The last few days of our program in Rwanda have been inspirational, enlightening and emotional. Starting with inspirational, we met with the Women’s forum for parliamentarians where we had our own seats in parliament for a question and answer session. This informative meeting provided an historical overview of the conditions and processes that have resulted in the prominent role that women now play in Rwanda’s political process. The host and main spokesperson was Forum Chairwoman, Ms. Connie Bwiza Sekamana. Rwanda leads the world in seats for women in government and although society is culturally male dominant, we witnessed a presentation from the women that showed us men will have to adjust as women continue to play a more critical role in Rwanda’s politics.
Above Director of SIT program, Adin Thayer with member of women’s Parliamentary forum and My dear friend, Mukhtari in his seat of parliament
Our next meeting was enlightening, as we visited a catholic school and Parish in Kigali and met with a Pastor Antoine Ritayisire who discussed his approach to community reconciliation.
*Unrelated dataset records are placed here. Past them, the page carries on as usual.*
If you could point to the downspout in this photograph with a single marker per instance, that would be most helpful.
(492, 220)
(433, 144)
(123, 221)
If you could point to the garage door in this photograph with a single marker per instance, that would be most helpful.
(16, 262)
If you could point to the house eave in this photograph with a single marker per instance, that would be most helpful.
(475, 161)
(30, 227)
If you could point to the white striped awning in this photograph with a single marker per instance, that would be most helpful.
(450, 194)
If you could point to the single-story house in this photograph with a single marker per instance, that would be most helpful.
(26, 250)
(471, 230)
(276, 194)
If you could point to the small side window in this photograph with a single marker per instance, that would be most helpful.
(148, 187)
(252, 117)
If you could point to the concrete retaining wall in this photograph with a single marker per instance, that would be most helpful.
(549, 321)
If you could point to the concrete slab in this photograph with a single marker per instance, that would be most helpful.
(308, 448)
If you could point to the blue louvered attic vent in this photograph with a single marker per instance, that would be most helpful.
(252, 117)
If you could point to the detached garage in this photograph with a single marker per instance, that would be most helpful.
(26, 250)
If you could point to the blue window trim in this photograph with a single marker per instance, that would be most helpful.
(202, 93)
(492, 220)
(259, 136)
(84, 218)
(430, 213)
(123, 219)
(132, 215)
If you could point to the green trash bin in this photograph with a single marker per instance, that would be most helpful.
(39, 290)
We discussed issues based around the emotional scars of the genocide that have left their mark on Rwanda’s young children and teenagers. Many questions were posed about the psychological problems associated with a country so soon out of conflict and the difficulties of teaching what may not always be reinforced in the home and through existing programs. The Pastor began by recognizing that Rwanda’s past internal strife had –and continues to have – a destabilizing effect in the region.
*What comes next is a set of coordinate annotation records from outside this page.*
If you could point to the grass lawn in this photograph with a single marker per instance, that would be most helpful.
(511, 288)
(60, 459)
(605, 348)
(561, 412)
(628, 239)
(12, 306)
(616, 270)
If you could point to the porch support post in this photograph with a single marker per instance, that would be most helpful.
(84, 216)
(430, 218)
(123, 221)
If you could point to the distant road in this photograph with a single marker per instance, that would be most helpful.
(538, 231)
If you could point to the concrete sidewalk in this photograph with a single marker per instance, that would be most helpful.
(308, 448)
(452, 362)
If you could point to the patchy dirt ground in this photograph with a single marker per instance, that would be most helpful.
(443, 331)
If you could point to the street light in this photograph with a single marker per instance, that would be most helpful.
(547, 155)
The next day we visited the association of Youth Development (AJMD) a Muslim Youth group whose programs include a sustainable gardening to increase the nutritionvalue for the families and programs for literacy education and capacity building for the organization members.
Here we learned about the role of Muslim leaders during and after the genocide. The Muslim Youth Leader explained that according to Islam “if you save one person, it is as if you saved the whole world ” . Many Muslim leaders helped save people during the genocide by providing shelter in homes and mosques. They also particpated in the Gacaca process by offering witness testimony in many cases.
One of the more emotional visits of the week was our visit to the work site of TIG (Travaux D’INteret General), work camps where those who confessed and were convicted of crimes of genocide perform community service. We met with 7 men TIG workers and one women. Watching their faces it was hard not to envision the horrific nature of the crimes they may have committed. Someone from home asked me, “did you feel angry or scared of these people”? What I learned from understanding TIG and the Gacaca proceess is that those who confessed and were sentenced to TIG, were painfully remorseful for having participated. The years of arduous work to rebuild their country helps them heal frome the shame of their crimes. Those who did not confess to their crimes in this way are still in jail today. The TIG prisoners were quiet and answered only a few questions but when I approached them to shake their hand and bless them, they lit up with thanks, their eyes teared and you could see their pain and suffering. These people were victims as well. Out of respect for the prisoners, I have no photos of the TIG work or camps.